El problema después de 1492 era que, consumadas las expulsiones, extirpaciones y conversiones, mucha sangre contaminada todavía circulaba por las venas patrias. ¿Cómo no iba a ser así después de un mestizaje secular? La sangre corrompida se transmitía, como una ponzoña, de generación en generación. Ante la imposibilidad de erradicarla definitivamente, pese al siniestro trabajo del Santo Oficio, solo cabían el ocultamiento, la amnesia y la reivindicación enérgica de la pureza racial. Lope lo expresó de manera insuperable por boca del protagonista de Peribáñez y el comendador de Ocaña: "Yo soy un hombre, / aunque de villana casta, / limpio de sangre, y jamás / de mora o de hebrea manchada".

¿Qué nombre dar a una enfermedad que consiste en vivir durante siglos con una obsesión así? Desde luego, Hitler no inventó nada. "Su problema racial y su odio a los judíos --dijo Simon Wiesenthal en 1990-- se tomaron directamente de la Iglesia católica española".

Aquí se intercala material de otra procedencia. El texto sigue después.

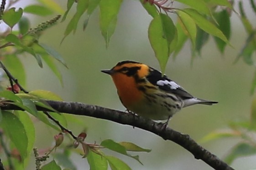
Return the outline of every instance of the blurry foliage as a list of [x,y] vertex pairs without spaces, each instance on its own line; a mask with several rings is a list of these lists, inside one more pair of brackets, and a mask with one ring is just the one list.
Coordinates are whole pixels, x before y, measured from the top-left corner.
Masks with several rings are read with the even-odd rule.
[[[20,61],[22,55],[33,56],[40,67],[43,67],[42,60],[44,60],[62,83],[62,77],[55,60],[67,67],[65,61],[57,52],[47,45],[40,43],[39,40],[40,36],[45,30],[57,24],[61,15],[57,15],[52,20],[40,24],[35,28],[31,28],[31,20],[24,15],[25,13],[43,17],[64,14],[62,17],[62,22],[66,19],[68,15],[73,15],[64,32],[63,41],[72,31],[75,33],[78,22],[81,20],[84,23],[83,28],[85,30],[91,15],[99,7],[99,27],[107,48],[115,30],[118,15],[122,12],[120,11],[120,9],[123,3],[122,0],[68,0],[67,9],[64,12],[57,4],[51,0],[38,0],[39,4],[29,5],[24,8],[12,7],[19,1],[10,0],[8,4],[6,4],[6,2],[2,0],[0,7],[1,24],[5,23],[7,25],[6,30],[1,31],[0,35],[0,61],[2,61],[22,86],[26,86],[26,76],[24,67]],[[187,7],[184,9],[175,8],[176,1],[184,4]],[[256,16],[255,2],[250,0],[250,2]],[[148,28],[148,38],[162,72],[164,72],[169,57],[172,55],[175,57],[188,40],[191,41],[193,56],[200,55],[203,47],[210,36],[214,37],[218,50],[221,53],[225,52],[227,45],[232,46],[229,41],[231,36],[230,17],[232,13],[237,14],[233,8],[233,0],[228,0],[138,1],[138,5],[141,5],[152,17]],[[74,14],[69,14],[70,10],[74,6],[76,6]],[[256,28],[253,27],[251,21],[246,17],[242,0],[239,1],[239,10],[240,18],[248,37],[237,55],[236,60],[242,58],[248,65],[255,66],[253,57],[256,50]],[[177,15],[178,20],[176,23],[168,15],[169,13]],[[16,25],[18,26],[17,29],[15,28]],[[256,87],[256,74],[255,76],[251,89],[252,93]],[[16,89],[14,89],[14,86],[16,85],[11,84],[14,80],[10,80],[10,88],[8,88],[7,90],[1,90],[0,91],[0,105],[11,101],[12,103],[22,108],[25,112],[46,125],[62,132],[59,124],[66,126],[67,120],[62,114],[54,113],[56,110],[41,99],[59,100],[61,99],[52,92],[38,90],[28,93],[24,91],[23,93],[17,86],[15,86]],[[3,87],[1,87],[1,89],[2,89]],[[57,120],[59,124],[49,120],[43,113],[38,112],[36,109],[36,105],[52,110],[53,112],[50,112],[49,115]],[[255,125],[256,99],[254,100],[251,108],[250,120],[233,122],[230,125],[230,130],[214,132],[203,139],[203,141],[206,141],[225,137],[240,138],[241,142],[234,146],[226,157],[226,160],[229,163],[231,163],[238,157],[256,154],[256,140],[251,135],[251,133],[254,134],[256,130]],[[22,169],[27,165],[35,140],[35,128],[31,117],[24,113],[21,113],[20,111],[0,110],[0,126],[5,135],[3,135],[2,132],[0,132],[0,140],[5,154],[9,155],[6,161],[3,162],[5,166]],[[63,141],[63,134],[61,134],[55,136],[56,145],[49,151],[47,156],[61,145]],[[53,156],[58,160],[57,163],[52,160],[41,167],[42,169],[61,169],[57,164],[67,168],[75,169],[69,159],[70,152],[72,151],[86,157],[91,169],[105,170],[109,165],[112,170],[129,170],[131,168],[125,163],[117,158],[105,155],[101,149],[107,148],[135,159],[141,163],[137,155],[131,155],[127,151],[150,151],[131,143],[118,143],[111,140],[104,140],[99,145],[89,144],[84,142],[85,137],[86,134],[82,133],[74,143],[70,144],[72,140],[67,142],[66,146],[62,148],[63,153],[53,154]],[[4,145],[3,141],[6,140],[10,142],[7,145]],[[71,149],[69,147],[70,145],[76,147],[79,145],[82,145],[82,150]],[[61,147],[62,145],[61,145]],[[16,151],[10,153],[9,150]],[[34,149],[34,153],[36,158],[37,167],[40,168],[40,162],[45,160],[48,157],[40,156],[36,149]],[[14,161],[17,159],[18,161]],[[69,162],[68,165],[67,162]]]

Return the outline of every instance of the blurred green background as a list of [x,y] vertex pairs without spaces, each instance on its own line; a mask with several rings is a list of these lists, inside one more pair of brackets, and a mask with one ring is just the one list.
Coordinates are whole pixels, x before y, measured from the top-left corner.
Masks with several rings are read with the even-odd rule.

Muerto Franco hace tres décadas, la derecha española tiene todavía la obsesión de Peribáñez, la admita abiertamente o no, y parece empeñada en seguir negando, o no queriendo admitir, que, en España, Oriente y Occidente se confundieron inextricablemente. Tener en las venas sangre "mora o hebrea" le sigue pareciendo un baldón. Tal actitud no tiene nada que ver con el cristianismo, desde luego, y sí, mucho, con la ignorancia, el odio y la incultura. Y es una pena, porque el mestizaje único de este país, en vez de ser un baldón, es una herencia espléndida que, plenamente asumida, podría tener un peso considerable en el mundo actual y futuro.

Si no se concibe España sin la Alhambra, la Giralda, la zaragozana Aljafería, la mezquita de Córdoba o las grandes obras literarias, filosóficas, científicas, astronómicas y otras compuestas o traducidas en Al-Andalus, tampoco sería igual el castellano sin la presencia en su léxico de más de 4.000 palabras árabes, buena cantidad de ellas de uso diario. A mí me parece evidente que, en vez de sucumbir a la obscenidad de la maurofobia, el país debería asumir con gozo su pasado multirracial y potenciar, por todos los medios, su relación con el mundo musulmán, empezando por el Magreb. El hecho de que no se enseñe todavía árabe en las escuelas es un claro síntoma de que tal asunción aún no se ha producido.

Volviendo a Aznar, sus últimas declaraciones sobre el tema que nos ocupa, hechas en Washington, son delirantes y hacen un flaco servicio a los esfuerzos de España en el peligroso escenario de hoy. Es difícil recordar un expresidente europeo tan desleal, además de torpe. ¡Y eso que tiene apellido árabe! Lanzar el reto de que los musulmanes de nuestros días deben pedir perdón "por conquistar España y estar allí ocho siglos" es un esperpento. Y negar la evidencia de que bajo el Califato de Córdoba se produjo una floración cultural riquísima, incomparablemente superior a lo que había entonces al norte de los Pirineos, una porfía que raya en lo patético. Como ha señalado Juan Goytisolo, al felicitar con sarcasmo a Aznar por su más reciente brote antimusulmán, si vamos a insistir en que los árabes se disculpen por haber metido los pies en "España" hace la fruslería de 1.295 años, ¿por qué no pedirles cuentas a los descendientes de invasores anteriores, de celtas, fenicios, griegos, romanos, suevos, visigodos y demás ralea extranjera?

Tiendo a pensar que lo razonable sería que la España actual expresara a los herederos de los moriscos su dolor por la brutal expulsión de sus antepasados. Toda vez que se pidió perdón a los sefardís, en 1992, a través de Juan Carlos I, ¿no se trata de un gesto necesario y demasiado tiempo aplazado?